Das HG Wien monierte sodann, dass es das Erstgericht unterlassen habe, gemäß § 273 ZPO festzustellen, dass das Entgelt von 30.- Schilling auch angemessen sei. Das Erstgericht meinte diese Feststellung ohne einen Sachverständigen nicht treffen zu können. Das Berufungsgericht trug diese Feststellung aus richterlichem Ermessen nach. Dabei - so hat es den Anschein - meinte das Berufungsgericht sogar den Akteninhalt vernachlässigen zu können. Die Gebühr von 30.- Schilling erscheine wegen der "kostenintensiveren Zahlscheinbearbeitung" als angemessen. Die Mobilkom dagegen hatte Kalkulationen vorgelegt, aus denen sich ergab, dass rund 15.- Schilling auf die Mahnung bei Zahlungsverzug entfallen würden. Der VKI verwies auf die AGB der Mobilkom, die eine Einhebung dieser Kosten bei den Verursachern - den säumigen Zahlern - ermöglichen (Mahnentgelte). Damit wäre der Betrag von 30.- Schilling schon nach den Argumenten der Mobilkom nicht haltbar. Das Gericht ging darüber aber einfach hinweg und meinte weiters, dass die Aufwendungen auch mit den Aufwendungen eines Inkassobüros bzw. mit den Entgelten von Banken und Versicherungen zu vergleichen seien. Wobei der Vergleich mit Inkassobüros hinkt: Ein Inkassobüro schreitet ein, wenn ein Zahler in Verzug ist, nicht aber zur einfachen Rechnungslegung gegenüber dem pünktlichen Zahler. Der Vergleich mit Banken und Versicherungen widerlegt sich aus dem Akt: Eine Übersicht der Mobilkom - vorgelegt in erster Instanz - zeigt, dass Versicherungen und Banken nur ein "Zahlscheinentgelt" von 6.- bis 10.- Schilling kennen. Immerhin hat das HG Wien auch zu der Frage, ob dieses richterliche Ermessen zulässig ist, die Revision zugelassen.

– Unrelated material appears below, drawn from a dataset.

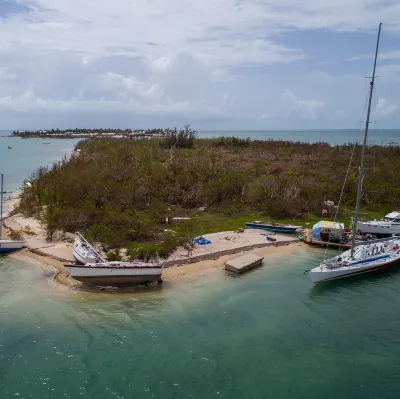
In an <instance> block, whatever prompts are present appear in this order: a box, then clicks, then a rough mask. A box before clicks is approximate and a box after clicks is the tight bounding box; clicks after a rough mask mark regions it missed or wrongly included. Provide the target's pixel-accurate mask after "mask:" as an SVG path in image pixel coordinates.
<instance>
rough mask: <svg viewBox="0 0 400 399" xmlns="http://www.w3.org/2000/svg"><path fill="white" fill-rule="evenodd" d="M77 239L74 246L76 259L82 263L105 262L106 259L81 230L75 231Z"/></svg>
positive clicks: (73, 247)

Der Musterprozess wirft viele interessante Rechtsfragen auf. Leider hat sich das Berufungsgericht kaum auf die Prüfung dieser Fragen eingelassen. Es ist daher zu hoffen, dass der OGH die Tragweite seiner Entscheidung - das Urteil wird über den Einzelfall hinaus weithin Bedeutung haben - erkennt und auf die aufgeworfenen Rechtsfragen eingeht.